You will probably be surprised to know that these celebrities also keep themselves looking youthful with the help of cryotherapy. Cryotherapy is a relatively low-cost wellness treatment that promises everything, from healing chronic sports injuries and improving your state of mind to reducing anxiety and prolonging your life. The great news is that you dont have to be rich and famous to benefit from it because cold exposure does the same at no cost. Cold exposure, also referred to as cold therapy, can help anybody, even those who dont have the budget to pay for cryotherapy sessions.
Despite cryotherapy being an ancient form of healing, I dont believe it has had the recognition it deserves. Because cold water is relatively inexpensive to access for most people, corporations have no financial incentive to promote it, unlike the big pharma companies that make billions every year from selling drugs.
No one exemplifies the cold therapy movement better than the Dutch guru Wim Hof, whose remarkable ability to regulate his body heat in the extreme cold has sparked intense scientific study and earned him the name The Iceman. Thanks to Hof, scientists in the US and Europe are starting to better understand how cold adaptation might help combat autoimmune diseases and chronic pain.

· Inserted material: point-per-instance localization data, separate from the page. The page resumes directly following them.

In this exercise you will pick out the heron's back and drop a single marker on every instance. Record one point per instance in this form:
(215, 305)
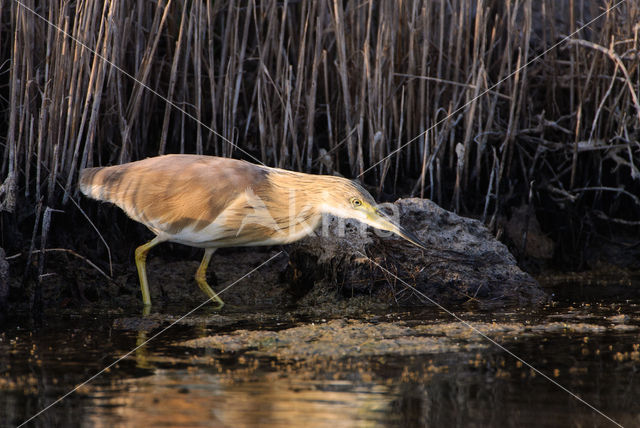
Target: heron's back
(173, 191)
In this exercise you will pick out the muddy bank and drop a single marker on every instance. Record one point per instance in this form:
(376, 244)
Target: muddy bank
(343, 338)
(464, 264)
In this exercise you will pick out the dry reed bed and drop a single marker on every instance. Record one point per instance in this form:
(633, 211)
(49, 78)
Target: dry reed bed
(333, 87)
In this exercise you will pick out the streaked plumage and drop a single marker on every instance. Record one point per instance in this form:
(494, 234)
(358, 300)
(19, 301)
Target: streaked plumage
(213, 202)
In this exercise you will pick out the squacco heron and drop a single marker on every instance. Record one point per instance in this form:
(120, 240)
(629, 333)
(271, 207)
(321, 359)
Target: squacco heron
(211, 202)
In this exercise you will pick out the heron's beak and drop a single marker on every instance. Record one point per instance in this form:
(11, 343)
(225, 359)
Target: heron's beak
(381, 221)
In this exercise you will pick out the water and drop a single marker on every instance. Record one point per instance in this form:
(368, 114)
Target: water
(275, 368)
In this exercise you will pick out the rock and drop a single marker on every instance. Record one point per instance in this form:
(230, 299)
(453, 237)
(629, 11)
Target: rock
(464, 262)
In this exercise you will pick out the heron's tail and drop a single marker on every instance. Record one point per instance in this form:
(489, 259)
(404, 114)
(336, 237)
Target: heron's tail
(100, 183)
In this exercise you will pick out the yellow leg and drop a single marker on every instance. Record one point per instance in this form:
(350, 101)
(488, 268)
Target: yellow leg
(141, 259)
(201, 277)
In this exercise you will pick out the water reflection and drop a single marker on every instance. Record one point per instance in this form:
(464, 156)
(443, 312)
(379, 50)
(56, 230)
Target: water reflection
(162, 384)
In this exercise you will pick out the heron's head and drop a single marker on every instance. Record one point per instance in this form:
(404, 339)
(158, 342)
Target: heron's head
(347, 199)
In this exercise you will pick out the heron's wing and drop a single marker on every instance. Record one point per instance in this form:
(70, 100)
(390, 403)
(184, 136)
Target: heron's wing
(172, 192)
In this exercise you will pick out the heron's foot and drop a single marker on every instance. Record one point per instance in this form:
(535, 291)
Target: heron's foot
(201, 279)
(146, 310)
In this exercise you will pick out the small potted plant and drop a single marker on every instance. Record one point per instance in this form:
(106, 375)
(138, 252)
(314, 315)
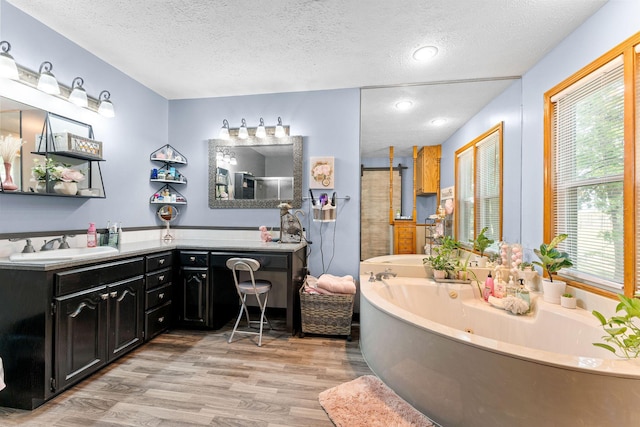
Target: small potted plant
(552, 261)
(568, 301)
(622, 331)
(441, 261)
(480, 244)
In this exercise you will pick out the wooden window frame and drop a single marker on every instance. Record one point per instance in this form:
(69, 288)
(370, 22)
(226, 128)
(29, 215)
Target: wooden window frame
(627, 50)
(499, 128)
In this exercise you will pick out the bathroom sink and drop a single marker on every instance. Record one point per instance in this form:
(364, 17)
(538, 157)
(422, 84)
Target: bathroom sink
(62, 254)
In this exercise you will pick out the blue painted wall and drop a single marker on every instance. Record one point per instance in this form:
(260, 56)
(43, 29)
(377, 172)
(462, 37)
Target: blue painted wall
(521, 108)
(329, 121)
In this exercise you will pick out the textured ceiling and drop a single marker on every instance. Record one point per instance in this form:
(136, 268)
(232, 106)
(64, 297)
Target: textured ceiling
(196, 48)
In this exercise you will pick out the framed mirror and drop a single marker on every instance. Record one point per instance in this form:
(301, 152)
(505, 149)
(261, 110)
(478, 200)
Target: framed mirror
(46, 154)
(255, 172)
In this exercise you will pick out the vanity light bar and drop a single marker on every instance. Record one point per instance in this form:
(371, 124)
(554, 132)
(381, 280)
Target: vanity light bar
(30, 78)
(270, 131)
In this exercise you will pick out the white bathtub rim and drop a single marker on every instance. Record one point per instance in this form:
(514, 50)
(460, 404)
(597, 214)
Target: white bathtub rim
(611, 367)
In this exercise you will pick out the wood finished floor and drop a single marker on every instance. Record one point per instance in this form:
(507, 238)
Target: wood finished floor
(195, 378)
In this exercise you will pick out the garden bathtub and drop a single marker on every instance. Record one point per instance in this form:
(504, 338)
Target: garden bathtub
(464, 363)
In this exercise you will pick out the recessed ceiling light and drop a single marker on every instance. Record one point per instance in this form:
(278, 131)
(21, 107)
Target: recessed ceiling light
(425, 53)
(403, 105)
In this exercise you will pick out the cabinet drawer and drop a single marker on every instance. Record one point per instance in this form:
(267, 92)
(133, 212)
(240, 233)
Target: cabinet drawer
(158, 296)
(159, 278)
(84, 278)
(157, 320)
(193, 259)
(267, 261)
(157, 261)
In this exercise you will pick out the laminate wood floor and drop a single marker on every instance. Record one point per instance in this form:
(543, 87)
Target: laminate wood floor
(195, 378)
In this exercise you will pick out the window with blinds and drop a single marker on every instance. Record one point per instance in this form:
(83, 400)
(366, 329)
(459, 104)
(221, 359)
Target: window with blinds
(591, 161)
(588, 173)
(479, 187)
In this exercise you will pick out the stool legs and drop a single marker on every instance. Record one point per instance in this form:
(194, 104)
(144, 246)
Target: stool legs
(263, 319)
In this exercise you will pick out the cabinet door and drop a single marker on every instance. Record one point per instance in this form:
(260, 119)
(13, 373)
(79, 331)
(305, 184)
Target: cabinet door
(81, 335)
(194, 295)
(126, 316)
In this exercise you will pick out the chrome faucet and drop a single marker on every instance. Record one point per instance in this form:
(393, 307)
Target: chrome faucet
(385, 274)
(49, 245)
(28, 248)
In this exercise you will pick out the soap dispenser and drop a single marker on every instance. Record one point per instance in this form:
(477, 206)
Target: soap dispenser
(92, 235)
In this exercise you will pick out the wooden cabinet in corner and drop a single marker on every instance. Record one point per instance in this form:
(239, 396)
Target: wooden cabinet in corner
(428, 170)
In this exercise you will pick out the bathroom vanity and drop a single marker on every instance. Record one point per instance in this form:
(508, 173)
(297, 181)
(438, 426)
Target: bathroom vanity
(62, 321)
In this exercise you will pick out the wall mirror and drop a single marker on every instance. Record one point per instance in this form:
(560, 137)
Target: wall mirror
(43, 137)
(255, 172)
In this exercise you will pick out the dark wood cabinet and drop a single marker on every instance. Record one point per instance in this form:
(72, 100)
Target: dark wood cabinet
(81, 336)
(96, 325)
(126, 316)
(195, 294)
(159, 296)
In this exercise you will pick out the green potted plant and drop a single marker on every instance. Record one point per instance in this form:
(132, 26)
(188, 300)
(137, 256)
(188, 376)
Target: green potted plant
(480, 244)
(552, 261)
(622, 331)
(568, 301)
(442, 260)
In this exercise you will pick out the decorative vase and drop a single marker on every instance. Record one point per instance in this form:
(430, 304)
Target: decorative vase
(568, 302)
(68, 188)
(552, 291)
(439, 274)
(7, 184)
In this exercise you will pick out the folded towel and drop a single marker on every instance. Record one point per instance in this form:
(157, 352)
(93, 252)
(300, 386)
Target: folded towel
(336, 284)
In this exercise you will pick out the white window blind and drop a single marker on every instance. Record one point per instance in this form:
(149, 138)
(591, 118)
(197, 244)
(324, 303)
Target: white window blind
(465, 196)
(488, 185)
(637, 183)
(587, 176)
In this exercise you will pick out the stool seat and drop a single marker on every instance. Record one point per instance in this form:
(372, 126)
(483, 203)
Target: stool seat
(256, 287)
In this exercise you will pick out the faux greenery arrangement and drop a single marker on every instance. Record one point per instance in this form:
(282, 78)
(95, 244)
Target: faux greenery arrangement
(551, 259)
(622, 331)
(482, 242)
(443, 257)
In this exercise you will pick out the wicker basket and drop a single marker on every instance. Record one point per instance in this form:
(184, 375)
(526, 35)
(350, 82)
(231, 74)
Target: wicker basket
(326, 314)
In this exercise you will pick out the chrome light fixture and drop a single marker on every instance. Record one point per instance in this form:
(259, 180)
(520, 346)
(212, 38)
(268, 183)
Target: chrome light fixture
(47, 81)
(261, 131)
(78, 95)
(8, 67)
(106, 107)
(243, 133)
(279, 129)
(224, 130)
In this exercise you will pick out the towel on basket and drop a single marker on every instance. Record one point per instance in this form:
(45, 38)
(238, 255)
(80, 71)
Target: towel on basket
(329, 284)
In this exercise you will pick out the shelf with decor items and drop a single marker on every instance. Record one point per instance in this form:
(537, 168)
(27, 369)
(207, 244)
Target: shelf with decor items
(63, 159)
(167, 195)
(168, 156)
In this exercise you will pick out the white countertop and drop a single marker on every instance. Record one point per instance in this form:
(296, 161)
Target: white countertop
(150, 246)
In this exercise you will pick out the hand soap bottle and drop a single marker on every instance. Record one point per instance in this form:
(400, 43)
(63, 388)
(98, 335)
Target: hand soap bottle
(488, 288)
(92, 235)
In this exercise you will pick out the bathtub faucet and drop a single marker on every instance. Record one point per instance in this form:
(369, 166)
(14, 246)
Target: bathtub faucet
(385, 274)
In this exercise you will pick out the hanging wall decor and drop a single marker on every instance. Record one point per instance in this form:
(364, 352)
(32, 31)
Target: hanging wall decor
(322, 172)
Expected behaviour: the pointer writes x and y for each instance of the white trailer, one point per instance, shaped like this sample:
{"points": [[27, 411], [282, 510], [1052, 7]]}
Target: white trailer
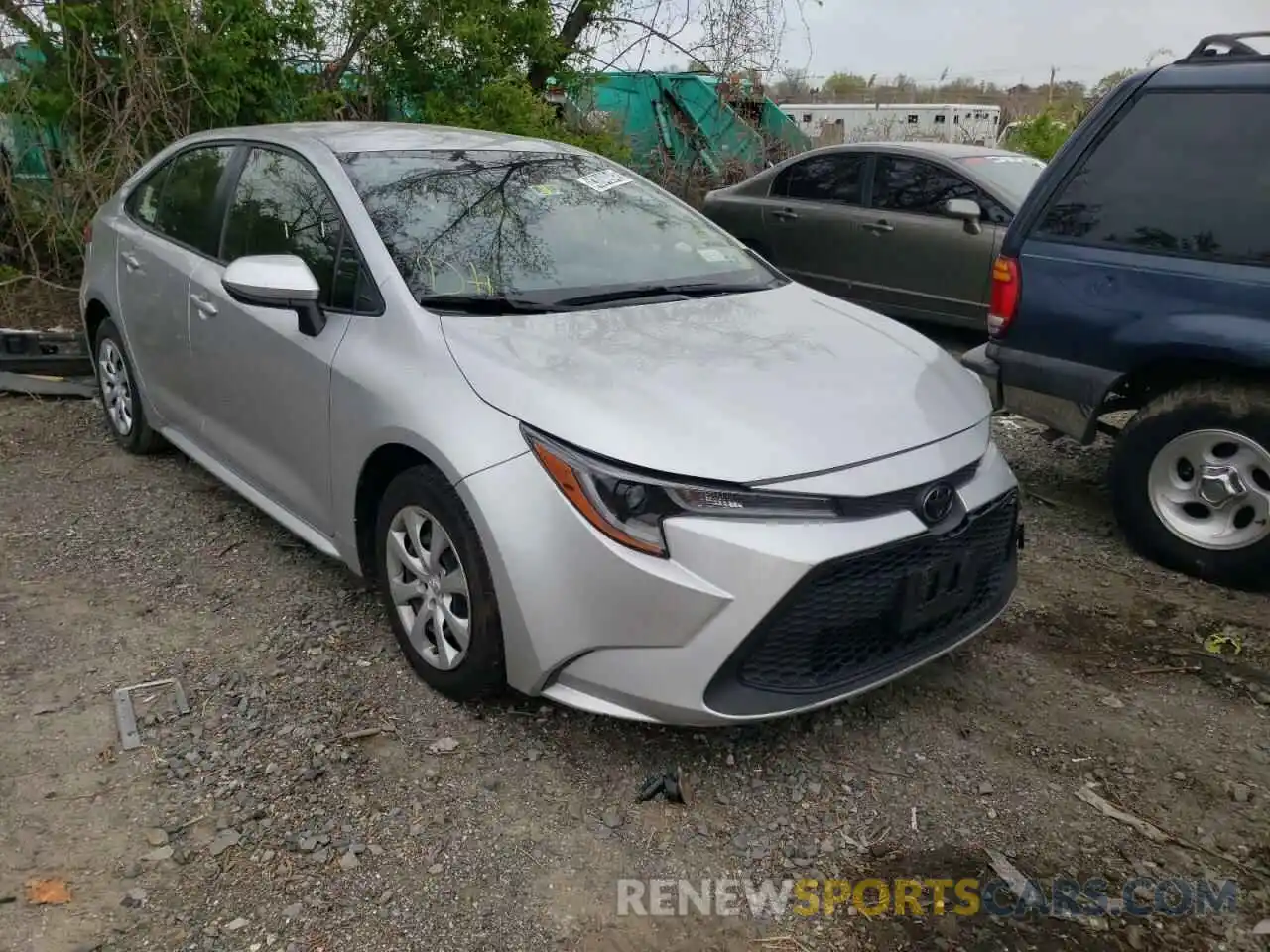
{"points": [[858, 122]]}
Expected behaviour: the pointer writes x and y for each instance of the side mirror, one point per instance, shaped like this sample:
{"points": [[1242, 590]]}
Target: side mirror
{"points": [[277, 281], [968, 211]]}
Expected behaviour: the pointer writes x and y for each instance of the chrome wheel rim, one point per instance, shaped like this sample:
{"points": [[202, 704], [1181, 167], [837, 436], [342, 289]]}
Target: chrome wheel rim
{"points": [[116, 386], [430, 588], [1211, 489]]}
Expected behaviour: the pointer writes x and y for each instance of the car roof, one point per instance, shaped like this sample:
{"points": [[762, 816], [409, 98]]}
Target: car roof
{"points": [[947, 150], [381, 137]]}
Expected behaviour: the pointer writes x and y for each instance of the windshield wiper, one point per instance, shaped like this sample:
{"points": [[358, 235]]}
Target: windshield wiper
{"points": [[493, 304], [683, 291]]}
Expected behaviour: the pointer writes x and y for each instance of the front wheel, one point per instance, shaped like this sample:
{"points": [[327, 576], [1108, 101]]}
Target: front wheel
{"points": [[436, 585], [1191, 483]]}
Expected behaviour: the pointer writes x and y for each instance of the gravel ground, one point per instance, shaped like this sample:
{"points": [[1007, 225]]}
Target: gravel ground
{"points": [[272, 817]]}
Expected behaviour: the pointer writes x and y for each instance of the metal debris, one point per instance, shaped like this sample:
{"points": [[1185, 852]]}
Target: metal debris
{"points": [[127, 719], [668, 784]]}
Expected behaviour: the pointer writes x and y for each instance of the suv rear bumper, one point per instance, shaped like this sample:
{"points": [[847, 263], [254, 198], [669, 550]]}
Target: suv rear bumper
{"points": [[1060, 394]]}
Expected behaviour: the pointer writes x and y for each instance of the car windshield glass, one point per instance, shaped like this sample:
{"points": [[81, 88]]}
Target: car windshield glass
{"points": [[1012, 176], [547, 225]]}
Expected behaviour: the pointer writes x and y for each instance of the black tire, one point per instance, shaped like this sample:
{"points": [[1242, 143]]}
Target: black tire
{"points": [[481, 671], [137, 438], [1238, 409]]}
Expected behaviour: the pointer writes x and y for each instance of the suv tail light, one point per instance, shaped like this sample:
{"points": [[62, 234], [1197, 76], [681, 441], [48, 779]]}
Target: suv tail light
{"points": [[1005, 295]]}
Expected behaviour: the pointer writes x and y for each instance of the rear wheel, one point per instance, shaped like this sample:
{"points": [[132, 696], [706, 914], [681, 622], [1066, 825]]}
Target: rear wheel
{"points": [[1191, 483], [121, 399]]}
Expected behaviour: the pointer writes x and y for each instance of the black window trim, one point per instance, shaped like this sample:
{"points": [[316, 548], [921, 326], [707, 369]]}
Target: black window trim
{"points": [[952, 171], [166, 168], [1095, 143]]}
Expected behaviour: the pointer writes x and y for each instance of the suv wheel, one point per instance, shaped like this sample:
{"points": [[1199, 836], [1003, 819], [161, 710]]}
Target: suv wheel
{"points": [[1191, 483], [436, 585], [121, 399]]}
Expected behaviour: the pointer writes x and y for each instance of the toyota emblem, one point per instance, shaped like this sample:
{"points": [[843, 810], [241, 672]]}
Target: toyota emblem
{"points": [[937, 503]]}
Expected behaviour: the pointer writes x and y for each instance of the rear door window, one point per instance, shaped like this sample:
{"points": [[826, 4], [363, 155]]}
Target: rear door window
{"points": [[189, 198], [1180, 175], [837, 177], [917, 186]]}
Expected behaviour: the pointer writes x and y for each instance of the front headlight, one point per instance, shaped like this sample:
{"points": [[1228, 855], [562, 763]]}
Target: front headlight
{"points": [[629, 507]]}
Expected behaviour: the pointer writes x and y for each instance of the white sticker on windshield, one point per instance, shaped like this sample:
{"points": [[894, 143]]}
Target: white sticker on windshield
{"points": [[603, 180]]}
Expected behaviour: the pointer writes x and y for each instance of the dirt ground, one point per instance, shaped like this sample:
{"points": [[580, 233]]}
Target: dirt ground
{"points": [[257, 821]]}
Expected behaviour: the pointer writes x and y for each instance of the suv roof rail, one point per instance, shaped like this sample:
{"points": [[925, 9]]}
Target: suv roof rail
{"points": [[1222, 45]]}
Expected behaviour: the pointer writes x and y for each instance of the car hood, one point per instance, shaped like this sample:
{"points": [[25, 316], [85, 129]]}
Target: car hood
{"points": [[742, 388]]}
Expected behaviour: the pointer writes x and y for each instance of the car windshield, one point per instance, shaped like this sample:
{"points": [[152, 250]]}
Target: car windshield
{"points": [[541, 226], [1010, 173]]}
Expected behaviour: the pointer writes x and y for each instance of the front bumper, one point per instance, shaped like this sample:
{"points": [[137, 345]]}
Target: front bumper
{"points": [[1060, 394], [747, 620]]}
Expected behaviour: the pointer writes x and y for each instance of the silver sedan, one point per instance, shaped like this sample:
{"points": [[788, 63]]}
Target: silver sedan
{"points": [[583, 442]]}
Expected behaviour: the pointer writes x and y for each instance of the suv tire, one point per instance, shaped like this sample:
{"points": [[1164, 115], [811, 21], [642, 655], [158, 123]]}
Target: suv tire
{"points": [[444, 583], [1155, 472]]}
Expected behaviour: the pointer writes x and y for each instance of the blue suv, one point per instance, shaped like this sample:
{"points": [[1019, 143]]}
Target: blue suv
{"points": [[1137, 277]]}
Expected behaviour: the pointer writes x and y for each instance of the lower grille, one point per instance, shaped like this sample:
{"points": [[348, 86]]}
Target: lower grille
{"points": [[857, 620]]}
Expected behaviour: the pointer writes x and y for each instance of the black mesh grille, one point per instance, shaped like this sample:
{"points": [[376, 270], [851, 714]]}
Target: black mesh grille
{"points": [[856, 620]]}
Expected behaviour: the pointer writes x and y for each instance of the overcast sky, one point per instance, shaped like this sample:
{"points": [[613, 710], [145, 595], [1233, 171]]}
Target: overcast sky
{"points": [[996, 41]]}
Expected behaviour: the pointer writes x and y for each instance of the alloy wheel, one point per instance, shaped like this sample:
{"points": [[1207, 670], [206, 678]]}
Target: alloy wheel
{"points": [[429, 587], [116, 386], [1210, 488]]}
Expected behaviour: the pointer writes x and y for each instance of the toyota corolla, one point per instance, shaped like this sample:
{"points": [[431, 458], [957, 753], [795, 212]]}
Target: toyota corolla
{"points": [[583, 442]]}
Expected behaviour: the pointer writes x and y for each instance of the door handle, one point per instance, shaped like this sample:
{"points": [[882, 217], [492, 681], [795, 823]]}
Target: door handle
{"points": [[206, 308]]}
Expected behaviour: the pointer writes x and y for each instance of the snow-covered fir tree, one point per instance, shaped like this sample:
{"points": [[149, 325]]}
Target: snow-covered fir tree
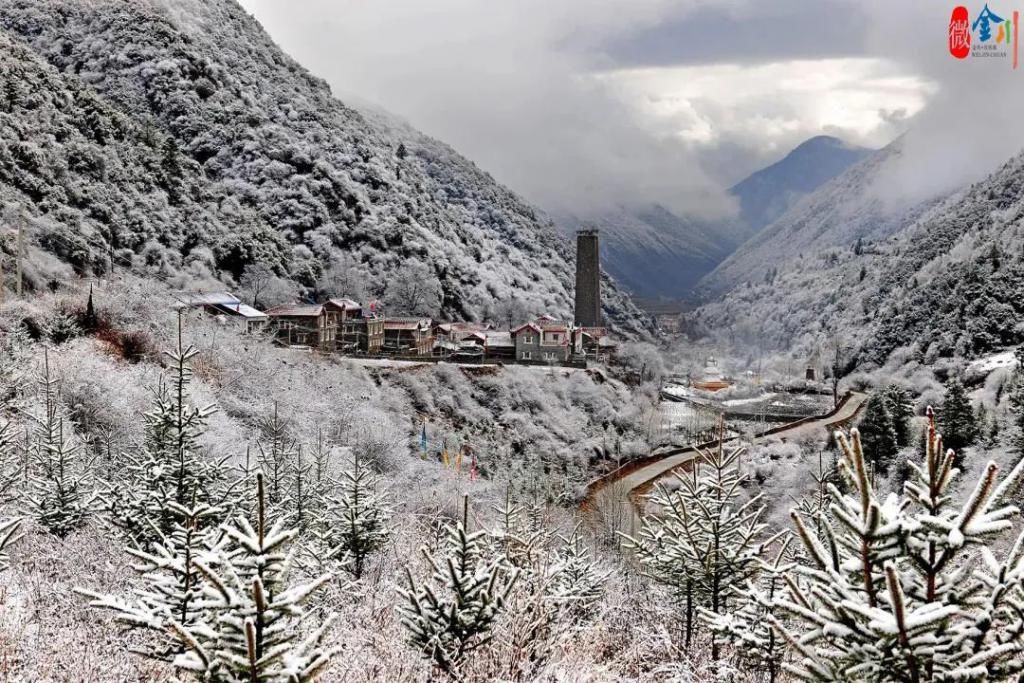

Personally, cryotherapy has changed my life for the better. In my early 20s, I was a semi-professional athlete. As a sportsman, I always strived to improve my mental and physical performance. But, at the age of twenty-five, I suffered a severe eye injury and was forced to retire. The ophthalmologist told me that I would never be able to play the sport I loved again. That was a difficult message to comprehend. My whole identity was wrapped up in being a sportsman. To have that taken away prematurely was a bitter pill to swallow.
The few months following my retirement from sport were particularly difficult. I developed back pain, joint stiffness, anxiety, lethargy, and weight gain due to a lack of physical activity and poor eating habits. My health was spiraling out of control. Prescription medicines only temporarily masked my pain, my sleep patterns were erratic, and my energy levels and motivation were at an all-time low.